We first fit a traditional least squares linear regression to compare the coefficients and the error with the results of the gradient descent optimization. 

In [64]:
# Fitting a Linear Regression the normal way
from sklearn.linear_model import LinearRegression
from sklearn.metrics import mean_absolute_error

lr = LinearRegression()
X, y = (np.array(train.iloc[:,0]).reshape(-1, 1), train.iloc[:,1])
lr.fit(X, y)

print('m: ', lr.coef_[0], 'b: ',lr.intercept_)
print("MAE :", mean_absolute_error(y, lr.predict(X)))

m:  107.13035896582517 b:  18569.02585648728
MAE : 37638.72898759625


### Linear Regression using Gradient Descent

In [65]:
def gradient_descent(data, iters, learning_rate, display_progress = False):
    """ Assumes a DataFrame will be fed in, with 2 columns, x & y in that order."""
    m_curr = b_curr = 0
    n = len(data)
    x = data.iloc[:,0]
    y = data.iloc[:,1]
    
    for i in range(iters):
        y_pred = m_curr*x + b_curr
        
        # Partial derivatives of m & b
        md = -(2/n) * sum(x*(y-y_pred))
        bd = -(2/n) * sum(y-y_pred)
        
        # Adjusting the coefficients with derivatives (subject to the learning rate)
        m_curr = m_curr - learning_rate * md
        b_curr = b_curr - learning_rate * bd
        
        mae = np.mean(abs(y - (m_curr*x + b_curr)))
        if display_progress:
            print("Iteration", i, ":", "m =", m_curr, "// b =",b_curr, "// MAE =", mae)
        
    return (m_curr, b_curr, mae)

m, b, mae = gradient_descent(train, 1000, 0.0000001, False)
print("m :", m, "b :", b)
print("MAE :", mae)

m : 118.06882468668596 b : 0.4678990795538888
MAE : 38382.12418660609


The coefficients found through this method differ from the least square regression. However, we find a similar error, hinting that the method has not fully converged yet. It is interesting to note that though m quickly finds its optimal value and keeps it, b keeps increasing, but very slowly. This is surely due to the low learning rate, which was necessary to allow convergence on this particular dataset. 

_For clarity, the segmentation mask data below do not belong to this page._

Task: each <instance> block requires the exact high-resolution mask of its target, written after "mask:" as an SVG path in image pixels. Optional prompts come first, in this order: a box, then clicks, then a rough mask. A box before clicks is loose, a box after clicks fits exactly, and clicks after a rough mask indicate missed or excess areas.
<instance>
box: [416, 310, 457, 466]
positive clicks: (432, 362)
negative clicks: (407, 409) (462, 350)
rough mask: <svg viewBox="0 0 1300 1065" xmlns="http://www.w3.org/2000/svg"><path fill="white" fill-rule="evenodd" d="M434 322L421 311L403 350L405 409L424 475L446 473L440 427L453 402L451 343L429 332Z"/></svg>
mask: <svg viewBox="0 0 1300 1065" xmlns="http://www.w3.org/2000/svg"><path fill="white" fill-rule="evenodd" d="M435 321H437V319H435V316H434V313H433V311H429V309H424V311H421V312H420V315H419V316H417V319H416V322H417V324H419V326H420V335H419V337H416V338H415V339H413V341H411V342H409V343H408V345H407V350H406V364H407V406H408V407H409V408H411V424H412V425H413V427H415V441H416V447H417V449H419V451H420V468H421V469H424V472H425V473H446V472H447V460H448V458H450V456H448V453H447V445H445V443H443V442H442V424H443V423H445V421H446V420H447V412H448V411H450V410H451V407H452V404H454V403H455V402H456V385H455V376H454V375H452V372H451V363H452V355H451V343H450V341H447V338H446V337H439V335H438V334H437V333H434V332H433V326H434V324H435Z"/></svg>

### Comparison on simulated data

In [66]:
# Comparison of the 2 approaches with simulated data.
from random import uniform
size = 100
simple_data_y = [x*20+uniform(0, 5) for x in range(size)]
simple_data_x = np.array(range(size)).reshape(-1, 1)

# Least Square
print("Least Square Regression")
from sklearn.linear_model import LinearRegression
lr = LinearRegression()
lr.fit(simple_data_x, simple_data_y)
print('m: ', lr.coef_[0], 'b: ',lr.intercept_)
print("MAE :", mean_absolute_error(simple_data_y, lr.predict(simple_data_x)))

# Gradient Descent
print("\nGradient Descent")
data = pd.DataFrame(data = {"x" : range(size), "y" : simple_data_y})
m, b, mae = gradient_descent(data, 1000, 0.00001, False)
print("m :", m, "b :", b)
print("MAE :", mae)

Least Square Regression
m:  20.00302941500719 b:  2.596154219244454
MAE : 1.182739819267736

Gradient Descent
m : 20.037440795010948 b : 0.3137090537794922
MAE : 1.4331081988278935


Same conclusion here, gradient descent's results come rather close to OLS, both in terms of coefficients & error. As expected, OLS remains superior and much more time-effective.